By: Mike Hammer
We talk a lot about China’s gold market. Partly because of its sheer size; the country was the world’s largest in terms of gold mining in 2017, after all. But mostly because of the effects that Chinese gold markets have on the rest of the world. Among other things that impact our gold news, China is famous for not allowing the export of gold, and for its widely varying regulations on the gold market itself. Fairly recent changes – including futures contracts on the Shanghai exchange in 2008 – have led to huge increases in market volume.

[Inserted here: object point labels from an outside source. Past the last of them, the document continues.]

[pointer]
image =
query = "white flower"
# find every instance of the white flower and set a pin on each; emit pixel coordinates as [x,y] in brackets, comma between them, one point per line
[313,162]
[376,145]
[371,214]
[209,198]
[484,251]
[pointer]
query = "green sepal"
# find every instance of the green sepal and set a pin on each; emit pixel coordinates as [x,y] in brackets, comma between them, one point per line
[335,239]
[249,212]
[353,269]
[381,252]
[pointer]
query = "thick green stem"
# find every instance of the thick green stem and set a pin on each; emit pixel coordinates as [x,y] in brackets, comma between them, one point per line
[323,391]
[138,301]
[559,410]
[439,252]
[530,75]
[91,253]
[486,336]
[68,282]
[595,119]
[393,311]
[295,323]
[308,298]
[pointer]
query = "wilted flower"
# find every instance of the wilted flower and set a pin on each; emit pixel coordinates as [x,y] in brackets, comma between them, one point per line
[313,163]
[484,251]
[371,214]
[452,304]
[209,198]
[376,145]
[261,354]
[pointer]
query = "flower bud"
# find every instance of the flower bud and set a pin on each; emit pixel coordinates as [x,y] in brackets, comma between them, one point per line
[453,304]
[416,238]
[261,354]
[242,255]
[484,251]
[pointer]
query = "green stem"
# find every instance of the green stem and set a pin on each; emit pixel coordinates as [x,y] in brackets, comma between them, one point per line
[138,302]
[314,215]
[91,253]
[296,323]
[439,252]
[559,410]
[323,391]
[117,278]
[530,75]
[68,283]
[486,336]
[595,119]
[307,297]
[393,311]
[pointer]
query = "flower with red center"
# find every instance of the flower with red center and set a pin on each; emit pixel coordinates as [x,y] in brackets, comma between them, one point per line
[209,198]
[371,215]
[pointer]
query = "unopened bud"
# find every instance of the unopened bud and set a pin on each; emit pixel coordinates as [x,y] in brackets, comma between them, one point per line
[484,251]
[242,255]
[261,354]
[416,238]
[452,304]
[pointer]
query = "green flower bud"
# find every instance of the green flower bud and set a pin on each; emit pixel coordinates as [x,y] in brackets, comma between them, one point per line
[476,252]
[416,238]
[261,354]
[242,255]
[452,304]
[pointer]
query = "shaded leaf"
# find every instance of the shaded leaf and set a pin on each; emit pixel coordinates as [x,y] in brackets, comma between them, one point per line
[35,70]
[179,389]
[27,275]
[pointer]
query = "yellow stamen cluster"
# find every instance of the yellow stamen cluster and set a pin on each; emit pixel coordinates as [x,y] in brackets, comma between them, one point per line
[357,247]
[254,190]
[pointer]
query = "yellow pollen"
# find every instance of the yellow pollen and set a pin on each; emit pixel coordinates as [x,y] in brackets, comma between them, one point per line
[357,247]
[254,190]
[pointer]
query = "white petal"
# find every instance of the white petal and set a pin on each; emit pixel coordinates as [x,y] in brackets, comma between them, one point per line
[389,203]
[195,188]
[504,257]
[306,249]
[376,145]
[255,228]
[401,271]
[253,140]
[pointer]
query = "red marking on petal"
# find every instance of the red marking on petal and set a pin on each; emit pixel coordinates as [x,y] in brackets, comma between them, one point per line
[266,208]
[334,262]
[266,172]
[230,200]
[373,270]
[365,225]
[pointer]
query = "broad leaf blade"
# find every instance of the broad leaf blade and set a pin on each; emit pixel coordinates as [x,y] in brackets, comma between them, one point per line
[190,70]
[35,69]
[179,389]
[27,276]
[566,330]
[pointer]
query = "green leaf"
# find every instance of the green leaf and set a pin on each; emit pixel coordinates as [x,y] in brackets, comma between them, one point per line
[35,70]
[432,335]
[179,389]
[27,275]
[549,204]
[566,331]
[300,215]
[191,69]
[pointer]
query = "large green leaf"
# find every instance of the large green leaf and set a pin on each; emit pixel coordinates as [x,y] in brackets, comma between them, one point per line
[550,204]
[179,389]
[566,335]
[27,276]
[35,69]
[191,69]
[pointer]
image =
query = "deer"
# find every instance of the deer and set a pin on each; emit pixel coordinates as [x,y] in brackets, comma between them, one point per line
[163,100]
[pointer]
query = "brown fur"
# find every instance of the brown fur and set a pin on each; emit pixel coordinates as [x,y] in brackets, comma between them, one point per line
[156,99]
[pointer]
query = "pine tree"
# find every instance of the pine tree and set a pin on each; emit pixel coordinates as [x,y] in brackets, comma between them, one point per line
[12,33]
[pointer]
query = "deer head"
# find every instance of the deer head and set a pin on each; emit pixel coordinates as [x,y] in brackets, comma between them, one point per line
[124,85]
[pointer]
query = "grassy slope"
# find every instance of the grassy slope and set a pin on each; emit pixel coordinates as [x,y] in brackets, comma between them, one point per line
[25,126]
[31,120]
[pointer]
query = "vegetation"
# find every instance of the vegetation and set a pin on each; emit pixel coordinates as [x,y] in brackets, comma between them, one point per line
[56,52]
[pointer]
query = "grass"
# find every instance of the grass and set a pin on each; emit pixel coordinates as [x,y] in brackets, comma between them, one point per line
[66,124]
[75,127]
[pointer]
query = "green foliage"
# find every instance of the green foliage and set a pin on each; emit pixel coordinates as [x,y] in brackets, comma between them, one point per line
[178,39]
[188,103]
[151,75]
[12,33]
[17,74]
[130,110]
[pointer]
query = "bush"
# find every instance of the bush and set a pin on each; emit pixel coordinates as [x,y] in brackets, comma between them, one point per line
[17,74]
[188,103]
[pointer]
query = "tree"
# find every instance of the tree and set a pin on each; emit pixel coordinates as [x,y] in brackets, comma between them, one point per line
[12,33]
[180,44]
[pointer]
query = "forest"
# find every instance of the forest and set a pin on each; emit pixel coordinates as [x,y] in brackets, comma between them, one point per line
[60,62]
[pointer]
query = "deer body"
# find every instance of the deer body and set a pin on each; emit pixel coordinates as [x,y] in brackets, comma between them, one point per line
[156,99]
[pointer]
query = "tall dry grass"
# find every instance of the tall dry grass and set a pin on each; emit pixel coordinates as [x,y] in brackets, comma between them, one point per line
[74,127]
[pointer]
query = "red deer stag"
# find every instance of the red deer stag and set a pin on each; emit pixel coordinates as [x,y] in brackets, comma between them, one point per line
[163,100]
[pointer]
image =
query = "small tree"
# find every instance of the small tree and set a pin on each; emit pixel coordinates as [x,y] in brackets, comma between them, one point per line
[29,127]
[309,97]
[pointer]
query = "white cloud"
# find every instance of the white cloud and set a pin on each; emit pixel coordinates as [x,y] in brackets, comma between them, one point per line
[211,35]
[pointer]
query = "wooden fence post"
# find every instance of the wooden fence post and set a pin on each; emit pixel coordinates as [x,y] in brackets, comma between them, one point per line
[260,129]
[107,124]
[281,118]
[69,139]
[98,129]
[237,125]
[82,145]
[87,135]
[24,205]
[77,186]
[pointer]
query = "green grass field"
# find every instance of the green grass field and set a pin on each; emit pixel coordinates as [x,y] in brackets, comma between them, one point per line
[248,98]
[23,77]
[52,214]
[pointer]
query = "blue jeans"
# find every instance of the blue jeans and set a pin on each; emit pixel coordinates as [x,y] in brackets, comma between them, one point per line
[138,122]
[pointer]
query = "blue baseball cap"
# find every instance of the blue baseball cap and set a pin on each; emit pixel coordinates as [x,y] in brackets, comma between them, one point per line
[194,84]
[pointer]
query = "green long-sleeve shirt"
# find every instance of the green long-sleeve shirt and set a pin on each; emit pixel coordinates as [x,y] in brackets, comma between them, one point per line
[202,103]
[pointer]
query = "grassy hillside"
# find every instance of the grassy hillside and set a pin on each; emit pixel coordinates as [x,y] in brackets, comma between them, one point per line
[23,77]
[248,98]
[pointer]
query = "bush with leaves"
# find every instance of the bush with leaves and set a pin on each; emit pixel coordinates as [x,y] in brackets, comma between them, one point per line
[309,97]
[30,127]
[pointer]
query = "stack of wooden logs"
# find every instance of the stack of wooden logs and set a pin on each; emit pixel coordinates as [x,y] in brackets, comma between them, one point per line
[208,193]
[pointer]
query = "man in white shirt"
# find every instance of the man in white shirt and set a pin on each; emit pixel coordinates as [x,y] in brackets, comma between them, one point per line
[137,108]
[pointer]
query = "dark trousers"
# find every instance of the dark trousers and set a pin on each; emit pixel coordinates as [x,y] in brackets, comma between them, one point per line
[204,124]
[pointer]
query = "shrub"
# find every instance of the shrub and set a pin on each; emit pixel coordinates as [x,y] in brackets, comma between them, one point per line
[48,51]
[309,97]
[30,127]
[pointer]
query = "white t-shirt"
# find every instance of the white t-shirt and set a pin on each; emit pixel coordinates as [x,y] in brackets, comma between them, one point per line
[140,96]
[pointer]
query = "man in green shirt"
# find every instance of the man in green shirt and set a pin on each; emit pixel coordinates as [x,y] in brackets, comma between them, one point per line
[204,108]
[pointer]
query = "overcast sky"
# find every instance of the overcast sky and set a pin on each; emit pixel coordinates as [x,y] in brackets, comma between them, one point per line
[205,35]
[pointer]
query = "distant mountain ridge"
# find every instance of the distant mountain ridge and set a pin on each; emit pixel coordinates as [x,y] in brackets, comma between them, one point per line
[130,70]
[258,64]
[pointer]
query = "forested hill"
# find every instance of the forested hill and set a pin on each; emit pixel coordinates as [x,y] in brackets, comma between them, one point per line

But there is still a long way to go for making Chinese markets as clear and transparent as investors would like. Late last week, the World Gold Council released a paper titled “Recommendations for the further development of China’s Gold Market”, a rather boring academic title for an extremely important and potentially exciting change. The WGC – probably due in part to being comprised of individuals and companies operating in more capitalistic markets – is advocating for more open monitoring and reporting of Chinese gold markets, among other changes.
That would be welcome news for many gold enthusiasts around the world, including the author of the blog you’re reading right now. The report is a bit dry at times, but it is mercifully short, and gives a great overview of the recent history of Chinese gold markets along with a level-headed approach to what could be a much better future. Fingers crossed that powers-that-be will listen and move in positive directions.
You can find the paper here; it requires a login but you can use one of several common social media logins, should you already have any of those. This Gold Enthusiast would love to see more transparency on China’s central bank gold holdings, which is beyond the scope of the paper – but hey, one step at a time, right?